The Battle of Murafa or the Battle of Kopystrzyń was a battle that consisted of two clashes between the Polish army and the forces of Podolian starosta Fedir Nesvizhsky who supported the Lithuanian prince Švitrigaila, during the Lithuanian civil war of 1432–1438. According to most sources, the Ruthenian army humiliated the Polish unit, which was crossing the Murafa River, in the first clash, however in the second clash the Podolians were defeated.

== Background ==
Ever since the civil war in Lithuania broke out, the Eastern Orthodox Ruthenian duchies showed their support for Švitrigaila, who was overthrown, replaced by Sigismund Kęstutaitis and fled to Polotsk, where he had started preparing for a war against Sigismund. On 15 of October, Kęstutaitis declared his loyalty for the Polish crown and officially ceded Podolia to Poland, which was not supported among the locals. In the autumn of 1432, the Polish army invaded Eastern Podolia with the goal of capturing it as the new Lithuanian duke had reduced his claims on the region. The Polish forces captured several towns, including Bratslav. Fedir Nesvizhsky, who had supported Švitrigaila at the time, did not attempt to fight a direct battle against the invaders but used the scorched earth tactics instead, launching indirect and quick attacks on the Poles.
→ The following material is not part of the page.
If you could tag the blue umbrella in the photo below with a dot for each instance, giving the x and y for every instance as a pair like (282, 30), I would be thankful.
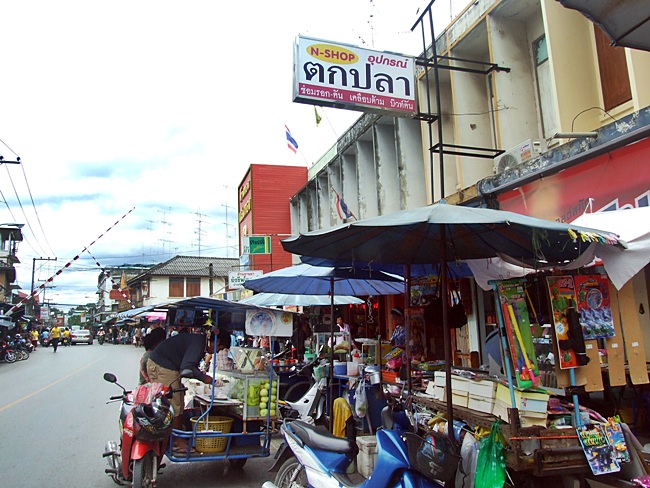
(332, 281)
(281, 299)
(304, 279)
At the end of November, the Polish army approached Murafa River, where it had begun preparations to cross it. Nesvizhsky knew about this, so he went out to ambush the Poles, while gathering support from Tatar and Wallachian mercenaries. He crossed the river earlier and set up an ambush.

== Battle ==
On 30 of November, the Polish army started crossing the Murafa river, advancing without any worries. Nesvizhsky found out about this, and his army started encircling the Poles. Despite the fierce resistance from the Polish forces, eventually they were defeated. Following this, Ruthenian army, thinking that the Polish forces were fully crushed, started looting their camp. Soon, however, another unit, led by voivode Kemlycz appeared, forcing the Podolians to retreat. According to a Polish chronologist Guagnini, Kemlycz's unit attacked Ruthenians and pursued them for several miles until the midnight, reportedly killing several thousands of Ruthenians, Tatars and Wallachians and capturing 12 Ruthenian banners. Ukrainian historians, particularly Hrushevsky claim that the Polish unit was relatively small and that the Podolians retreated right after the Kelmycz's unit appeared.

== Aftermath ==
Generally, the battle is considered victorious by the Polish sources, which, as previously was said, mention about two battles happening there. Polish chronicler Alexander Guagnini describes the battle as a decisive Polish success, stating that the Ruthenian army was almost entirely wiped out. (Note: "When the our forces were crossing the Murakhva river, Rus' tried to pursuit them. Then Kemlycz with a hundred of cavalry, while returning to the Poles, worried the enemy with an unexpectedly strong fear, attacked the incautious Rus' and bravely fought it. The other ours, after returning from the crossing, started chasing Rus' to the death, we chased them at the night for several miles, while slaying and fighting it. Several thousands of Rus' people were killed, while only two ours.) Some historians, such as Mykhailo Hrushevsky and Roman Homan disagree with this point, stating that while the Polish unit in fact came to help for the defeated Poles and forced the Ruthenians to retreat, but it did not humiliate the Podolian army. (Note: "On 30 of November, a battle took place at Podolia, where the army of the Grand Duchy of Ruthenia, led by Feodor Korybutovych, humiliated the army of the Polish Kingdom, led by the Rus' voivode Jan Menzyk and the voivode Wincenty during the Polish crossing of the Murafa river near the village of Kopystyryn. Fedir's warriors started looting the Polish wagon train, however the approachment of a small Polish unit forced them to retreat.") The Polish leadership, however, did not use the opportunity to seize Eastern Podolia after the Ruthenian withdrawal and themselves withdrew to Lviv. Till the end of 1432, the entire Eastern Podolia was recaptured by Švitrigaila's supporters, and in 1433, Podolian forces pushed the Poles further, seized Kamianets and captured starosta Teodoryk Buczacki.